Everything that happens gets attributed to the failures of the
state thereby
creating more alienation.
Most dangerous
implication of the subversive processes is their success in forcing a process
of self-disinformation upon the Indian state. Kargil
intrusion becomes
a fallout of returning tourism and normalcy in the valley. And
intensification of violence in the valley becomes a fallout of Kargil intrusion.
Massacres in
Jammu
become a result of desperation of terrorists in the valley and
the massacres in valley an outcome of their desperation in Jammu.
Nation appears to have entered a vicious cycle of self-delusion and
self-mortification.
d)
International Environment:- The ‘war of subversion’ is operating in a
conducive
international environment of unipolarity.

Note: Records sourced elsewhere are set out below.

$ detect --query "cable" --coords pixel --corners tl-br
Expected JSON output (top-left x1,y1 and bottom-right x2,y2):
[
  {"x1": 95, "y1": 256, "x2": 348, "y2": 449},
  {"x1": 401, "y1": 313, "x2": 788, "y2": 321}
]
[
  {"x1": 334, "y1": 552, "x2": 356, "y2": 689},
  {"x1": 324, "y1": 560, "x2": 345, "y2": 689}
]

India continues to be seen as a part of
the other pole of the bipolar era which was dismantled.
The international
environment has restricted the healthy expression of our sovereignty.
Kargil war took place on the terms and conditions of the enemy which we could
not alter because of our continued isolation on strategic matters.
The ‘war of
subversion’ by Pakistan should be seen in complementary
relations rather
than contridiction with the international opinion which has restricted the
expression of Indian sovereignity. American and western endorsement of
Indian point of view came as late as when most of the military
objectives were achieved by Indian forces at a very heavy cost. The belated support
to Indian position in Kargil has not to be visualised as veering round of
US and west to Indian view on Kashmir but only in the context of
forestalling any new regional alignments. “No less extremist ones are those who
have somehow convinced themselves that America’s abhorrence of Islamic
fundamentalism combined with terrorism, more particularly the nefarious
activities of Osma Bin Laden, the growing attraction of Indian market and the
realisation that in the Asian balance of power India matters, the US
is now ready for a breakthrough in Indo-US relations even at the cost of its
long term alliance with Pakistan”, these words of caution by Inder Malhotra
are fully justified.
The interim
objective of dilution of sovereignty in Indian Kashmir of the
‘war of
subversion’ by Pakistan is in perfect harmony with the positions
taken by US and
west on
Kashmir.
The vision of Asia in 21st century as
revealed by the
Pantagon Papers envisages creation of an Independent
Kashmir. There are concrete reasons to believe that
this vision has not been
as yet disowned
by the US Government.
e) Economic
support:- The war type by
Pakistan is
supported both by legal as well as
illegal economy. Overemphasis on the state of affairs of official Pak economy may
lead us to faulty conclusions. Illegal economy derived from the over all
control of drug traffiking in particular and crime Mafias in general form the
core of the support base of this ‘war of subversion’. It is mind-boggling
that equal amount of Pakistan’s GDP in 1997-98-Rs 2,750 million was
generated by the parallel economy. Sums generated by smuggling are at the
disposal of armed forces and spending Rs 100 million or so for a Kargil type
operation is not a problem.
BEYOND KARGIL
The
realisation of the totality of the war by Pakistan is a pre-requisite in
combating
it. Approaches of self mortification have lead to the
internalisation of the problems which Pakistan has created. Approaches of
externalisation have to be part of the future operational doctrine.
National
sensitivity to Pakistani designs should not be only territorial.
Subversive
and demographic assaults are as crucial as the terrotorial one.
Nation has
to develop a threshold for these assault forms as well and let it be known
to the world. There in lies the key to contain and defeat this aggression.